Never will Kyler Murray tire of watching replays of his Hail Mary heave to DeAndre Hopkins to beat the Bills.
But in the aftermath of the most memorable play of his career and a thrilling victory, Murray celebrated the only way he knows how – he went home, jumped on his Twitch channel, and streamed out his Call of Duty video game session with teammates Chase Edmonds and Christian Kirk.
"That's like a perfect day," Murray said with a smile. "Winning a game and getting on the (video) game with your boys, it's hard to beat that."
The glory of Sunday was a microcosm of Murray's so far sublime sophomore season, a year many predicted was coming for the Cardinals' quarterback.
The spotlight has shined on his running ability, the one that was destined to separate Murray from other quarterback hopefuls. His 604 yards on the ground (in nine games) is already a franchise record for quarterbacks. He has five straight games with both a passing and rushing touchdown, which is an NFL record.
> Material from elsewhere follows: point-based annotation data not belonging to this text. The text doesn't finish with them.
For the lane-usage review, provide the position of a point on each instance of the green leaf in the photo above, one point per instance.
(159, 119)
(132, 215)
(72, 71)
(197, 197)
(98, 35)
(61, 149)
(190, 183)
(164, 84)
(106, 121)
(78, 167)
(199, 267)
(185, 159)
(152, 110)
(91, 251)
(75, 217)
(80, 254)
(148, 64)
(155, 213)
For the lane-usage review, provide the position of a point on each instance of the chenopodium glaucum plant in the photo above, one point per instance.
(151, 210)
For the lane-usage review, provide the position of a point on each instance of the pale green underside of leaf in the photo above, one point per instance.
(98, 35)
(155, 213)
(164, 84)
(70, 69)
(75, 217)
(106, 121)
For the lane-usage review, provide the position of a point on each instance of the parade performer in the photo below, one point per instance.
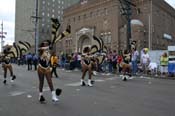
(44, 71)
(54, 64)
(126, 67)
(86, 64)
(7, 66)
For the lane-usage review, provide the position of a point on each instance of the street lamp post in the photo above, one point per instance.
(2, 36)
(127, 12)
(36, 17)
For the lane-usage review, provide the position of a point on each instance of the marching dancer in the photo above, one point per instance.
(44, 70)
(86, 66)
(7, 66)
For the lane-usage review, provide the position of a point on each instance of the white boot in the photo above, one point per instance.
(89, 83)
(82, 82)
(41, 97)
(54, 97)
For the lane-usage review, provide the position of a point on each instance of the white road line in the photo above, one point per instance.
(73, 84)
(16, 93)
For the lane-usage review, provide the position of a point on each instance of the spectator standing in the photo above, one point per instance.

His 10 rushing touchdowns this season makes a challenge to Cam Newton's QB record of 14 (in 2011) likely.
Murray is on pace to become the first NFL player ever to have 4,000 yards passing and 1,000 yards rushing in a season.
"I've kind of visualized what he could be since he was 15 years old," coach Kliff Kingsbury said. "It's fun for me to sit back, not only as a guy who gets to work with him, but as a fan, and see how he has taken it and run with it."
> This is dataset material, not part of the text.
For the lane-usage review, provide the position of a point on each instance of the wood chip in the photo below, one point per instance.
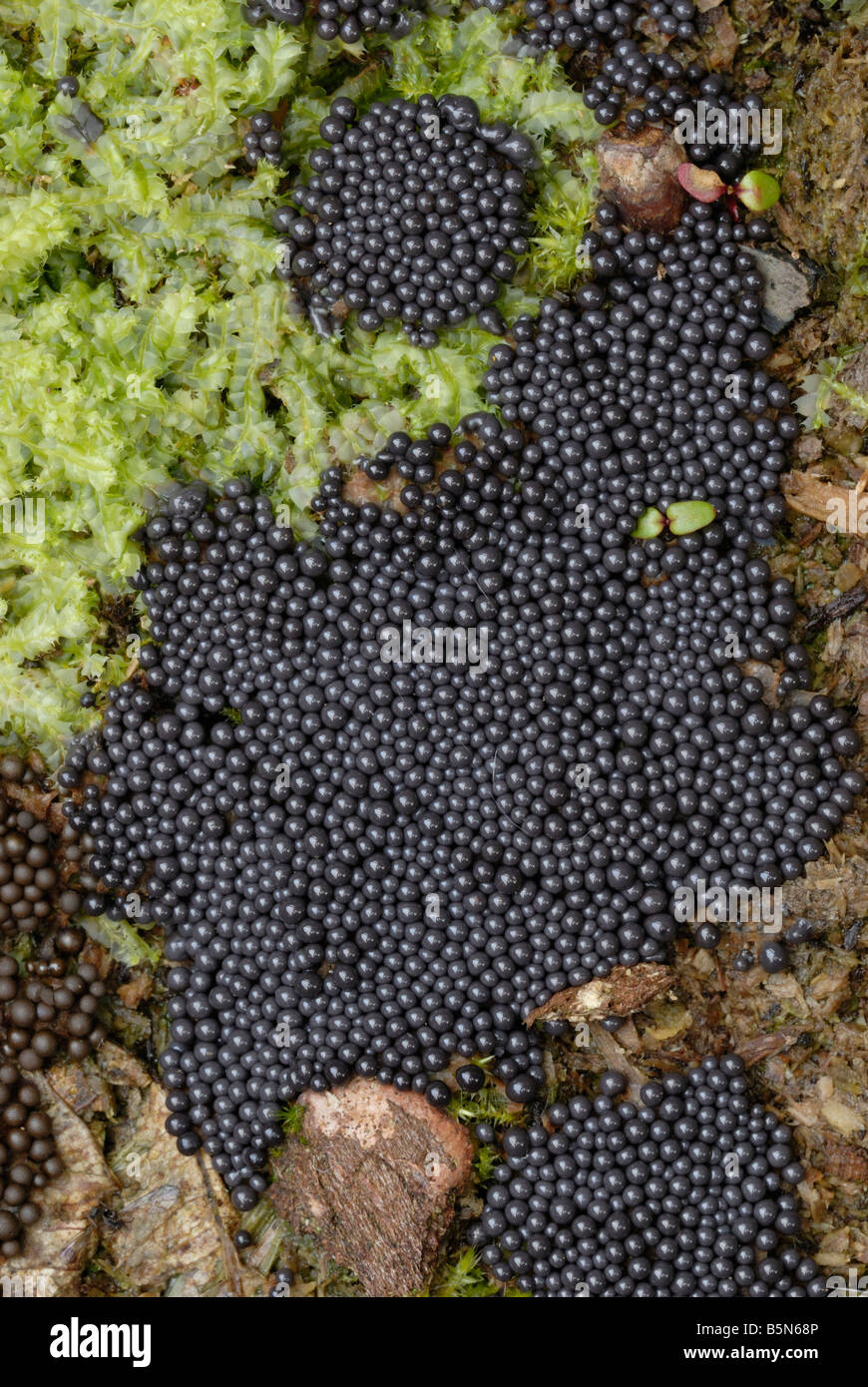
(625, 991)
(374, 1177)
Boasting isn't part of Murray's game, although he's not going to shy away from stating the facts as he knows them, either. He said he could've played better against the Bills, although "when the team is winning, obviously I feel like the quarterback is doing something well." Statistically, he couldn't have done much better the previous game against the Dolphins, but once the Cardinals lost, any achievement was all but worthless.
With the national TV wins over the Cowboys and Seahawks, the Hail Murray touchdown that dominated the Sunday night NFL coverage, and yet another national TV game Thursday night against the Seahawks – on top of his incredible play – Murray has also stepped into the MVP conversation.
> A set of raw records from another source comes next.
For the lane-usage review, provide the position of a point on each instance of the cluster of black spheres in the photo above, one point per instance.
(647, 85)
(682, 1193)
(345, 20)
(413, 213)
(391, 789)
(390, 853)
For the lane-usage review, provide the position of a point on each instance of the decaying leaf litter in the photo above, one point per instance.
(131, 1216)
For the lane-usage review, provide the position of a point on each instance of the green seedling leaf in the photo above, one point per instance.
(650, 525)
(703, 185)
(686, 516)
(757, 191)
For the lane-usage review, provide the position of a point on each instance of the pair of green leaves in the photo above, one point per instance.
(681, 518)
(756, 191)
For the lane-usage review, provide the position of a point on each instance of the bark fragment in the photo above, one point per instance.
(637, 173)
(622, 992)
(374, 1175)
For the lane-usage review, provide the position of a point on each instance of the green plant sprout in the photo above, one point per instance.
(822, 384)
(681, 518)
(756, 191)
"I haven't done anything so as far as the MVP deal, I'm not worried about that," Murray said. "As far my personal confidence, do I believe I'm one of the best in the league? Yeah, of course. I think anybody should be confident in themselves."
The confidence carries over. NFL Films cameras caught Murray postgame talking with Bills offensive lineman and Murray college teammate Cody Ford, with Murray saying he knew the Cardinals would win – a stretch given their desperate straits just a few seconds before Hopkins' mind-bending catch.
Maybe, though, that's just who Murray is.
"When you see a guy like that scrambling around, making plays with his feet, running for first downs, taking hits, and doing things that are uncommon for a quarterback, Kyler motivates everyone on that football field," Hopkins said. "He gives us a spark I've never been a part of and I'm just happy to be his teammate."
It's a natural byproduct, Murray said, of him playing hard for his team and to win. His competitiveness is well-chronicled, as is his talent. Bring those together, and you have a guy on pace for record statistics, a guy in the MVP talk, a guy who wheels away from a sure tackle and then flings, against his body, an excellent 50-yard throw that ends in a miracle touchdown.
"Those throws you make at the end, it looks like it's lucky, but it's way more than that," Seahawks coach Pete Carroll said.
You do that, you've probably earned a little WarZone time with your friends.
"I don't think I can draw it up much better," Murray said.
Sure, Murray was talking about his game-winning TD pass/video game combination. He could say the same for the start of his NFL career.